Congresso é fechado pela primeira vez
Para manter aparências,militares só suspenderam
trabalho sem fases excepcionais
Durante
toda a ditadura, o Congresso só foi formalmente fechado em três períodos. O
primeiro começou em 20 de outubro de 1966 e teve ares de escândalo, com o
plenário sendo invadido por forças militares do governo Castello Branco dias
antes. Essa suspensão foi até 22 de novembro de 1966. Após a decretação do
AI-5, em 13 de dezembro de 1968, o Parlamento foi novamente fechado. Até 21 de
outubro de 1969, a Casa não voltou a funcionar. A terceira suspensão foi entre
1º e 14 de abril de 1977, para a edição de um pacote de medidas eleitorais que
visava garantir a vitória dos candidatos do governo. Para gerir o país de forma
arbitrária, os governos militares usaram as cassações e a legislação que era
editada sem passar pelo Congresso. A idéia era tentar manter uma fachada
democrática. “Mesmo aberto, o Congresso funcionava de forma canhestra, porque
só havia dois partidos e o governo é que legislava, por meio dos decretos-leis
e atos institucionais”, diz o historiador Jorge Ferreira.

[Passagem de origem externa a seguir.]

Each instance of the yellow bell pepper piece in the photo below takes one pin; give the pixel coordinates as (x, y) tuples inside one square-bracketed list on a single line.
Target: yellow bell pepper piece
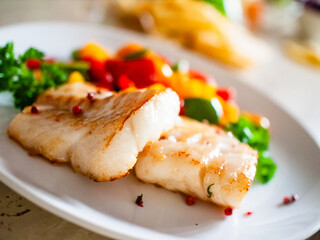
[(75, 77), (127, 49), (188, 87), (94, 51), (157, 86)]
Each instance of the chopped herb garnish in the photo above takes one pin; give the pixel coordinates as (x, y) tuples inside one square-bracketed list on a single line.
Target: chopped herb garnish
[(258, 138), (136, 55), (208, 190), (139, 201), (19, 79)]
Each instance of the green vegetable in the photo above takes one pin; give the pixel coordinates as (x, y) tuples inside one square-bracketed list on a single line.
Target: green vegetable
[(136, 55), (265, 168), (200, 109), (16, 78), (208, 190), (258, 138), (248, 132), (218, 4), (32, 53)]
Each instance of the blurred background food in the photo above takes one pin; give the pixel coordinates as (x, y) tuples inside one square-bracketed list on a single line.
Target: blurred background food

Vista grossa para torturas
Mesmo antes doAI-5, até as mortesficaram sem
punição
Até
o final de 1968, ano do AI-5, a tortura ainda não tinha se tornado
praxe nos cárceres brasileiros. “Ela já começava a ser praticada, mas não com a
freqüência do final dos anos 60 e começo dos 70”, diz o historiador Jorge
Ferreira, da Universidade Federal Fluminense. Entre 1964 e 1968, foram
torturados e mortos 34 opositores do regime. Sabe-se até quem foi o primeiro
torturado: o líder comunista pernambucano Gregório Bezerra, que no dia 2 de
abril foi preso, arrastado pelas ruas de Recife, amarrado em um jipe e depois
espancado por um oficial do Exército com uma barra de ferro. Como ainda havia
alguma liberdade de imprensa, os jornais trataram de colocar a boca no mundo,
em reportagens sobre o caso de Bezerra e outros semelhantes. O jornalista
Carlos Heitor Cony, que à época trabalhava no jornal O Globo, no Rio, lançou-se
em 1964 em uma campanha contra a tortura. O governo se incomodou com as
denúncias, e Castello Branco decidiu enviar o general Ernesto Geisel, então
chefe do Gabinete Militar, em viagem de averiguação por vários estados
brasileiros. “A viagem teve ao menos o mérito de paralisar as torturas”,
afirmou o jornalista Márcio Moreira Alves, em seu livro Torturas e Torturados,
de 1966. Mas como os torturadores não foram punidos, sentiram-se apoiados pelos
superiores, analisa o jornalista Elio Gaspari em A Ditadura Envergonhada.